What is the URL you are checking? The TLS certificate should installed either at your host or in Cloudflare (but it shouldn’t be an issue in this case).
I wonder if there’s something wrong with the hostname that’s set in the Health Check. Can you post a screenshot of the Health Check? It’s ok to black out the IP address.
Before we switched to Cloudflare, the site used auth.westerncentralny.aaa.com and the SSL certificate in the server is a wildcard for *.westerncentralny.aaa.com.
When we switched to Cloudflare, we couldn’t use a subdomain of aaa.com, so we created a new domain at westerncentralnyaaa.com (no dot before the aaa.com). However some of the site is still using westerncentralny.aaa.com so we couldn’t change the server certificate.
So is that the problem? What I call the SSL certificate (which I guess is technically TLS) is different from the URL.
I presume you are going directly to the origin with the check, with the new “on Cloudflare” hostname, but still using the old cert? Yep, that would be the problem. They both should be on the same cert or use two certs.

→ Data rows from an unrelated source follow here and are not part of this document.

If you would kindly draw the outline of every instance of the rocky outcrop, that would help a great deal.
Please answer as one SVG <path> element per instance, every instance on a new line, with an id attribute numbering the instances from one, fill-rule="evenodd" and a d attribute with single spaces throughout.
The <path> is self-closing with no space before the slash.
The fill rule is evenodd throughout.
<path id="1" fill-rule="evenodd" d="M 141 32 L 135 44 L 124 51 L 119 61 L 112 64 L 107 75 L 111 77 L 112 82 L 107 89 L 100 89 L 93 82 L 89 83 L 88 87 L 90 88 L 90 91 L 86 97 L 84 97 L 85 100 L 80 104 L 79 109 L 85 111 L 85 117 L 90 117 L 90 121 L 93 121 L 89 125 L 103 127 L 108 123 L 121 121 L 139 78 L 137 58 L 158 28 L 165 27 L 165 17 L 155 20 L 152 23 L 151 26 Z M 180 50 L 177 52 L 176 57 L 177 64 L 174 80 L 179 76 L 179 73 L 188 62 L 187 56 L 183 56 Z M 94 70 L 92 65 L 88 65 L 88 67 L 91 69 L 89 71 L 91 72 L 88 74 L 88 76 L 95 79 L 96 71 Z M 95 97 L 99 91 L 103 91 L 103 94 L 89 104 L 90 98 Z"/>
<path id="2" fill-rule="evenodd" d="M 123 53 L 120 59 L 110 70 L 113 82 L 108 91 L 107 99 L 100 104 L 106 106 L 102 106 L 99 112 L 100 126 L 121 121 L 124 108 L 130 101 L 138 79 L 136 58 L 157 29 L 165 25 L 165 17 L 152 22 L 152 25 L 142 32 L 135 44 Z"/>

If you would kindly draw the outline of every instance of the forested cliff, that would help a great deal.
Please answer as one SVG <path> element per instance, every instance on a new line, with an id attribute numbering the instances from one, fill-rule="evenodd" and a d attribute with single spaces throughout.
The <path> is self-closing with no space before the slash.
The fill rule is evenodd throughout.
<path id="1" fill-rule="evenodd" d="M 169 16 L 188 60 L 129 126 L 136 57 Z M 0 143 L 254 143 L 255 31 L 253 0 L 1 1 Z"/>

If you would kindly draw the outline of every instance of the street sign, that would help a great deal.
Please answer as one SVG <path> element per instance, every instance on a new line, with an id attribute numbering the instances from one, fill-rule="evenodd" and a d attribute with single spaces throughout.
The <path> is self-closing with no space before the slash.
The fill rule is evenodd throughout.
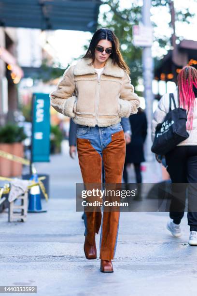
<path id="1" fill-rule="evenodd" d="M 153 29 L 142 25 L 133 26 L 133 44 L 135 46 L 151 46 L 153 42 Z"/>
<path id="2" fill-rule="evenodd" d="M 50 161 L 50 100 L 49 94 L 33 94 L 31 162 Z"/>

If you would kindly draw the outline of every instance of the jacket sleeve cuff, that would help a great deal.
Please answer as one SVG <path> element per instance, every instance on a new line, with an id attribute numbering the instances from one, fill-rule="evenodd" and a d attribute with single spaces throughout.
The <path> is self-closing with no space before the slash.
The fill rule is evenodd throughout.
<path id="1" fill-rule="evenodd" d="M 120 117 L 129 117 L 131 113 L 131 104 L 127 100 L 118 99 L 120 109 L 118 115 Z"/>
<path id="2" fill-rule="evenodd" d="M 62 104 L 62 114 L 70 118 L 75 117 L 77 97 L 75 96 L 70 97 Z"/>

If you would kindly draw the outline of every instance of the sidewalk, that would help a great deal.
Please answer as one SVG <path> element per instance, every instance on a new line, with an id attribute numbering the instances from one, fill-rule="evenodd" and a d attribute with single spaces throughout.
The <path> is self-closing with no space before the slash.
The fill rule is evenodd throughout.
<path id="1" fill-rule="evenodd" d="M 7 213 L 0 214 L 0 285 L 37 285 L 39 296 L 196 294 L 197 247 L 187 244 L 186 215 L 183 236 L 175 238 L 166 229 L 167 213 L 121 213 L 114 272 L 101 273 L 99 259 L 84 254 L 84 223 L 75 208 L 77 159 L 55 155 L 36 167 L 50 174 L 51 198 L 42 202 L 48 211 L 28 213 L 25 223 L 9 223 Z M 159 178 L 158 168 L 147 167 L 146 182 Z"/>

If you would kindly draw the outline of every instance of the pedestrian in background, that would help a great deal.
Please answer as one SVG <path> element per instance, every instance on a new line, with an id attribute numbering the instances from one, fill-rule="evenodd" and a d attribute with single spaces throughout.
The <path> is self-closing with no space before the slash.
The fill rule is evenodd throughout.
<path id="1" fill-rule="evenodd" d="M 121 183 L 126 143 L 120 121 L 137 112 L 140 100 L 134 92 L 129 70 L 112 30 L 101 28 L 76 65 L 66 70 L 51 104 L 80 125 L 77 148 L 84 183 L 101 183 L 102 163 L 108 183 Z M 75 94 L 76 95 L 73 95 Z M 100 271 L 112 272 L 117 239 L 119 211 L 84 212 L 86 258 L 97 258 L 95 234 L 101 227 Z"/>
<path id="2" fill-rule="evenodd" d="M 180 72 L 178 76 L 178 87 L 173 95 L 176 107 L 180 106 L 187 110 L 187 132 L 189 134 L 187 139 L 165 155 L 167 171 L 172 182 L 175 183 L 173 186 L 173 191 L 178 196 L 178 198 L 172 198 L 171 200 L 169 216 L 172 221 L 168 222 L 167 228 L 174 237 L 179 237 L 182 235 L 180 223 L 184 215 L 186 199 L 185 186 L 181 183 L 197 183 L 197 70 L 194 67 L 186 66 Z M 169 94 L 166 94 L 159 101 L 154 114 L 153 141 L 156 127 L 158 123 L 163 122 L 169 107 Z M 171 109 L 174 108 L 172 105 Z M 157 156 L 156 158 L 158 159 Z M 196 188 L 193 191 L 192 186 L 189 186 L 187 213 L 190 230 L 189 244 L 193 245 L 197 245 L 196 191 Z"/>
<path id="3" fill-rule="evenodd" d="M 128 183 L 128 165 L 133 163 L 136 181 L 139 184 L 138 194 L 134 199 L 141 199 L 142 176 L 141 163 L 145 162 L 144 144 L 147 134 L 147 121 L 145 112 L 141 108 L 138 108 L 136 114 L 130 116 L 129 121 L 131 129 L 131 141 L 126 146 L 126 155 L 123 170 L 123 178 Z"/>

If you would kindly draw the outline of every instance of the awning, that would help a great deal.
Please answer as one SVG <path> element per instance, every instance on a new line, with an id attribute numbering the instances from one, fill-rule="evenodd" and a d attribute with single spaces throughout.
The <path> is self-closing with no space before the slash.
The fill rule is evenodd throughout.
<path id="1" fill-rule="evenodd" d="M 0 26 L 96 30 L 100 0 L 0 0 Z"/>

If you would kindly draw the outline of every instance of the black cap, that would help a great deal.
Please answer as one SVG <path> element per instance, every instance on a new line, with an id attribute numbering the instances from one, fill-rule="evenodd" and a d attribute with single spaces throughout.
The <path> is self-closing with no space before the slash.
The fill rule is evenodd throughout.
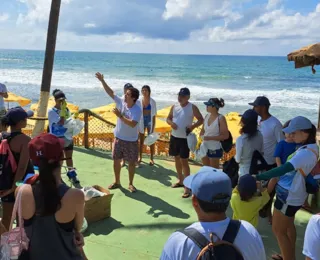
<path id="1" fill-rule="evenodd" d="M 257 107 L 257 106 L 270 106 L 271 104 L 267 97 L 260 96 L 260 97 L 257 97 L 253 103 L 249 103 L 249 105 Z"/>
<path id="2" fill-rule="evenodd" d="M 190 90 L 188 88 L 182 88 L 180 89 L 179 96 L 190 96 Z"/>
<path id="3" fill-rule="evenodd" d="M 64 99 L 67 99 L 67 98 L 66 98 L 66 95 L 65 95 L 61 90 L 55 92 L 54 95 L 53 95 L 53 97 L 54 97 L 55 100 L 64 100 Z"/>
<path id="4" fill-rule="evenodd" d="M 133 88 L 131 83 L 127 83 L 123 86 L 124 89 Z"/>

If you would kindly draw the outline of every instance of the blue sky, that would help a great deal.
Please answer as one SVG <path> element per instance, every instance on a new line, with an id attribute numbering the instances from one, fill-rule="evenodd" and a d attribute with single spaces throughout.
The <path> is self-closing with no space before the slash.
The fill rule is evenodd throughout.
<path id="1" fill-rule="evenodd" d="M 0 48 L 44 49 L 51 0 L 1 0 Z M 286 55 L 318 40 L 320 0 L 62 0 L 58 50 Z"/>

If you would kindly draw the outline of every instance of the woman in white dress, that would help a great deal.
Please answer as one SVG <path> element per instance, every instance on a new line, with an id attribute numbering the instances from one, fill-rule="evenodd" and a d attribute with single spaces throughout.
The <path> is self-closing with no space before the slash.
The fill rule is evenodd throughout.
<path id="1" fill-rule="evenodd" d="M 202 158 L 204 166 L 219 168 L 220 159 L 223 156 L 221 141 L 229 138 L 229 131 L 226 118 L 219 114 L 219 109 L 224 107 L 222 98 L 210 98 L 204 102 L 207 112 L 200 136 L 203 136 L 203 145 L 207 154 Z"/>

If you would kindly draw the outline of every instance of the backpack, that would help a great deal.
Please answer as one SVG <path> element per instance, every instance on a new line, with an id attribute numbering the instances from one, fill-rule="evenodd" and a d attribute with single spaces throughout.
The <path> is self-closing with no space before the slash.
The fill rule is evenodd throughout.
<path id="1" fill-rule="evenodd" d="M 0 137 L 0 190 L 12 188 L 17 162 L 10 150 L 9 142 L 2 134 Z"/>
<path id="2" fill-rule="evenodd" d="M 205 236 L 194 228 L 179 230 L 179 232 L 185 234 L 201 249 L 197 260 L 244 260 L 242 253 L 233 245 L 240 226 L 240 221 L 230 220 L 222 240 L 216 234 L 211 233 L 211 241 L 208 241 Z M 213 242 L 214 237 L 218 238 L 216 242 Z"/>
<path id="3" fill-rule="evenodd" d="M 219 123 L 219 132 L 220 132 L 220 116 L 218 118 L 218 123 Z M 233 147 L 233 137 L 231 132 L 228 130 L 229 137 L 226 140 L 220 141 L 222 149 L 225 153 L 228 153 L 231 151 Z"/>
<path id="4" fill-rule="evenodd" d="M 305 182 L 306 182 L 306 191 L 308 194 L 316 194 L 319 191 L 319 183 L 318 180 L 315 179 L 314 177 L 316 175 L 320 174 L 320 160 L 318 158 L 318 154 L 316 151 L 314 151 L 313 149 L 308 148 L 307 146 L 301 147 L 300 149 L 308 149 L 309 151 L 311 151 L 316 158 L 318 159 L 316 165 L 314 166 L 314 168 L 311 170 L 310 173 L 305 173 L 302 169 L 299 169 L 300 174 L 304 177 Z"/>
<path id="5" fill-rule="evenodd" d="M 236 187 L 239 179 L 239 164 L 236 162 L 234 157 L 232 157 L 229 161 L 225 161 L 222 169 L 223 172 L 229 176 L 232 188 Z"/>

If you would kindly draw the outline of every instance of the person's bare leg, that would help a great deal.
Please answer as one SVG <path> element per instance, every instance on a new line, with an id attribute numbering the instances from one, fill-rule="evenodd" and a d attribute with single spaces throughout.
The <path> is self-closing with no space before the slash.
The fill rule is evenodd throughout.
<path id="1" fill-rule="evenodd" d="M 210 166 L 210 160 L 208 156 L 205 156 L 201 159 L 203 166 Z"/>
<path id="2" fill-rule="evenodd" d="M 272 231 L 275 234 L 281 250 L 283 260 L 295 260 L 295 252 L 288 236 L 288 228 L 292 225 L 293 218 L 283 215 L 279 210 L 274 210 Z"/>
<path id="3" fill-rule="evenodd" d="M 2 224 L 6 228 L 6 230 L 9 230 L 10 222 L 11 222 L 11 216 L 13 211 L 14 203 L 12 202 L 2 202 Z"/>
<path id="4" fill-rule="evenodd" d="M 120 184 L 121 159 L 113 160 L 114 183 Z"/>
<path id="5" fill-rule="evenodd" d="M 142 162 L 142 152 L 143 152 L 143 142 L 144 142 L 144 134 L 139 134 L 140 136 L 140 144 L 139 144 L 139 158 L 138 158 L 138 164 Z"/>
<path id="6" fill-rule="evenodd" d="M 220 158 L 210 158 L 210 166 L 216 169 L 220 168 Z"/>
<path id="7" fill-rule="evenodd" d="M 133 161 L 133 162 L 128 162 L 128 172 L 129 172 L 129 190 L 131 192 L 135 192 L 136 191 L 136 188 L 133 186 L 133 178 L 134 178 L 134 172 L 135 172 L 135 169 L 136 169 L 136 162 Z"/>

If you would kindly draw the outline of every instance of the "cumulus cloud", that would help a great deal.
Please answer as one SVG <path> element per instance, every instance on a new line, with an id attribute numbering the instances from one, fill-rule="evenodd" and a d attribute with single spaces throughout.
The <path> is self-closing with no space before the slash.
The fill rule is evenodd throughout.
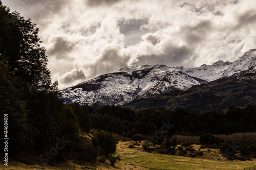
<path id="1" fill-rule="evenodd" d="M 86 78 L 83 71 L 79 68 L 73 68 L 71 71 L 66 72 L 59 77 L 59 82 L 61 84 L 72 85 L 85 81 Z"/>
<path id="2" fill-rule="evenodd" d="M 60 88 L 127 65 L 233 61 L 256 46 L 254 1 L 2 1 L 31 2 L 20 12 L 40 27 Z"/>
<path id="3" fill-rule="evenodd" d="M 86 3 L 90 7 L 98 7 L 104 5 L 112 5 L 122 0 L 87 0 Z"/>

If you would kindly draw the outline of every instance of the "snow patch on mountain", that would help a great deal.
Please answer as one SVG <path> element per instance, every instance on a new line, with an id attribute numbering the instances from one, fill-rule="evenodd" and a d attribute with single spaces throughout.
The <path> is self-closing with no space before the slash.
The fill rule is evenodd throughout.
<path id="1" fill-rule="evenodd" d="M 60 91 L 66 103 L 123 105 L 173 90 L 184 90 L 204 81 L 166 65 L 128 66 Z"/>
<path id="2" fill-rule="evenodd" d="M 244 54 L 234 62 L 220 60 L 212 65 L 203 64 L 197 68 L 182 69 L 189 76 L 212 81 L 222 77 L 230 76 L 256 65 L 256 49 L 252 49 Z"/>
<path id="3" fill-rule="evenodd" d="M 150 98 L 173 90 L 185 90 L 206 81 L 229 77 L 244 70 L 256 71 L 256 49 L 250 50 L 234 62 L 220 60 L 209 65 L 184 68 L 158 64 L 127 66 L 60 91 L 65 103 L 121 105 L 135 99 Z M 241 76 L 242 75 L 242 76 Z M 241 75 L 238 76 L 243 76 Z"/>

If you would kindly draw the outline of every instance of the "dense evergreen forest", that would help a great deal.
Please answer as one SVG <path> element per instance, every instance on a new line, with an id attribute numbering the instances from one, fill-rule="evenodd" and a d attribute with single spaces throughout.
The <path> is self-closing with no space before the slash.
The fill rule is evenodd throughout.
<path id="1" fill-rule="evenodd" d="M 46 164 L 75 153 L 76 159 L 85 161 L 94 161 L 99 156 L 118 160 L 112 155 L 118 140 L 136 134 L 149 137 L 164 124 L 174 125 L 164 134 L 169 137 L 256 131 L 253 105 L 199 114 L 184 108 L 134 111 L 115 106 L 65 105 L 58 98 L 57 82 L 51 83 L 38 31 L 30 19 L 10 12 L 0 1 L 0 119 L 8 115 L 8 154 L 14 159 L 26 161 L 17 155 L 32 154 Z M 0 137 L 4 138 L 3 133 Z M 60 140 L 65 147 L 55 158 L 44 157 L 42 154 Z"/>

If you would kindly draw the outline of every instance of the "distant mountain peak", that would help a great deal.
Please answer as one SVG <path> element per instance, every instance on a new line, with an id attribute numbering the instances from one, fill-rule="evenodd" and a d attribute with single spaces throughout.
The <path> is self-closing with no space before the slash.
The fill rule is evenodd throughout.
<path id="1" fill-rule="evenodd" d="M 218 61 L 212 65 L 203 64 L 196 68 L 182 69 L 188 75 L 207 81 L 229 77 L 256 65 L 256 49 L 251 49 L 238 58 L 234 62 Z"/>
<path id="2" fill-rule="evenodd" d="M 256 49 L 245 53 L 234 62 L 218 61 L 212 65 L 184 68 L 164 64 L 130 65 L 118 72 L 99 76 L 60 90 L 66 103 L 120 105 L 135 99 L 147 98 L 229 77 L 243 70 L 255 72 Z"/>

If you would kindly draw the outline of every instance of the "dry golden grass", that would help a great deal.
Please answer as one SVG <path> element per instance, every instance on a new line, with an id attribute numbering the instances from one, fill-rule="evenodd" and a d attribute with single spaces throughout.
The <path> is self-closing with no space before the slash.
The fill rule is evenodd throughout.
<path id="1" fill-rule="evenodd" d="M 228 135 L 218 135 L 216 136 L 223 139 L 224 141 L 232 140 L 236 143 L 244 141 L 248 144 L 256 144 L 256 132 L 235 133 Z"/>

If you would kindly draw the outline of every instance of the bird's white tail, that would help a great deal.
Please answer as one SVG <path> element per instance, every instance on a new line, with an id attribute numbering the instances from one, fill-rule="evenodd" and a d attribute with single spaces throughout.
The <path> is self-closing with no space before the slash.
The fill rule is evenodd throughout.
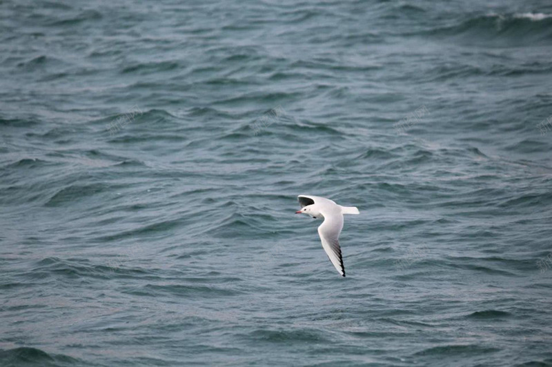
<path id="1" fill-rule="evenodd" d="M 341 212 L 343 214 L 360 214 L 356 206 L 342 206 Z"/>

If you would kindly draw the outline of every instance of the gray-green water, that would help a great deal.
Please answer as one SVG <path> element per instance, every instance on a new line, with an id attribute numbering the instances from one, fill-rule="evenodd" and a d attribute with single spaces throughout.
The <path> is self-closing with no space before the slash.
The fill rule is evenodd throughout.
<path id="1" fill-rule="evenodd" d="M 0 51 L 1 365 L 552 364 L 549 1 L 7 0 Z"/>

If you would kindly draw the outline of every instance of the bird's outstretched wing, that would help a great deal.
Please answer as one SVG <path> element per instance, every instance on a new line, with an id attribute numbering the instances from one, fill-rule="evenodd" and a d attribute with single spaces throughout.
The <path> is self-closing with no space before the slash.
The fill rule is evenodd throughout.
<path id="1" fill-rule="evenodd" d="M 322 248 L 330 261 L 342 276 L 345 276 L 345 267 L 341 255 L 339 237 L 343 228 L 343 215 L 340 212 L 322 213 L 324 220 L 318 227 L 318 234 L 322 241 Z"/>

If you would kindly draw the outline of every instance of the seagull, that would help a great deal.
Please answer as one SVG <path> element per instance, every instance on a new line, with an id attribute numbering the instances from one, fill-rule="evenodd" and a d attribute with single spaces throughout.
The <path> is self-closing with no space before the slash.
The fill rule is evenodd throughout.
<path id="1" fill-rule="evenodd" d="M 295 214 L 306 214 L 314 219 L 324 219 L 318 227 L 322 248 L 339 273 L 344 277 L 345 267 L 338 237 L 343 228 L 343 215 L 359 214 L 358 209 L 356 206 L 342 206 L 329 199 L 318 196 L 299 195 L 297 199 L 301 210 Z"/>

You can use a third-level subdomain on Cloudflare with a 10$/month paid cert on Cloudflare itself, if the issue is the NS that need to be the root ones then no solution a part from going the CNAME route (Business 200$/month plan, not really doable with a wildcard unfortunately).
Ok. That explains why your Health Check has that mismatch, and agrees with the setup you describe. Your server’s certificate doesn’t have the same name as your domain. Full (not strict) will use that certificate, but not care if it’s valid. Full (Strict) needs a valid certificate to work.